Steltzner worked with a team of more than 3,100 NASA astronauts, scientists, and engineers to spearhead a Mars rover landing in 2012, and soon he’ll lead on another mission—the Mars 2020 Rover—to gather rocks from a planet more than 300 million miles away.
As a leader, you need to check your ego. Because being right is not nearly as important as finding right.
His first space mission was long in coming: It took almost a decade of trial and error to successfully land a rover named Curiosity on the surface of the Red Planet. It was a shared experience that led to plenty of cheers and tears in Houston.
“Personally, I learned a lesson about brainstorming, collaboration, and teamwork,” Steltzner told attendees in a keynote session opening the 2017 ASAE Technology Conference & Expo in National Harbor, Maryland, Tuesday morning. “At the [NASA] Jet Propulsion Laboratory [JPL], within our corporate culture, we do a very good job with a very simple thing that is tremendously powerful. It is, quite simply, separating ideas from the people that hold them.”
It may not be rocket science, but association leaders can learn from NASA about how to use teamwork and curiosity-based decision making to spark innovation.
Embrace the “Right Kind of Crazy”
At JPL, there’s no such thing as a bad idea, Steltzner said. At the start of any project, he delivers this message to his team: “Great works and great folly may be indistinguishable at the outset.”
That style of thinking also serves as the basis for his book, The Right Kind of Crazy, which shares stories of teamwork and leadership that delivered high-stakes innovation.
A truly innovative organization, Steltzner said, embraces big or crazy ideas, so long as they’ve been put to the test. To test ideas at JPL, Steltzner starts by convening his entire team for an open and judgment-free brainstorming session. Everyone’s thinking—good or bad—is captured by a neutral facilitator.
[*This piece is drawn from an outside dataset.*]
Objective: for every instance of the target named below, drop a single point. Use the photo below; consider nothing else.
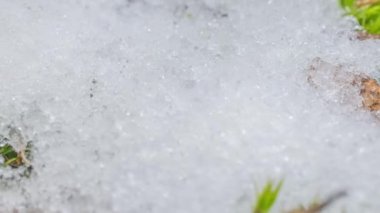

From there, team leaders develop a taxonomy structure that organizes and maps ideas based on their connections. This process may reveal that several ideas are related or that one is an outlier. Only then can a question-and-answer discovery phase sort out good ideas from bad ones.
“You play the strengths and weaknesses of those answers against each other until you reach a decision point,” Steltzner said. “As a leader, you need to check your ego. Because being right is not nearly as important as finding right.”
Take a Team Approach
Curiosity-based decision making is grounded in mutual respect, and teamwork goes a long way toward establishing it, Steltzner said. He recommends that colleagues take time for “fellowship moments” because they enhance workplace culture.
“I look for something to love in my colleagues, and frankly I want to have a good time at work,” he says. “We accomplished one of the greatest challenges in aerospace engineering in the last 40 years, and we did it having a blast.”
Something as simple as a regular team lunch can encourage collaboration and give staff a chance to socialize about something other than the project at hand.
But there’s a role for introspection as well. Leaders need to get to know themselves better and learn to love their vulnerabilities, Steltzer said. Often, the biggest inhibitor to curiosity is not someone else, but your own fears.
“When I allowed myself to follow my curiosity, it changed the course of my life,” he said. “If I can stay in touch with my own curiosity and encourage teammates and colleagues, the solutions that we get are more profound and capable and may change the course of history.”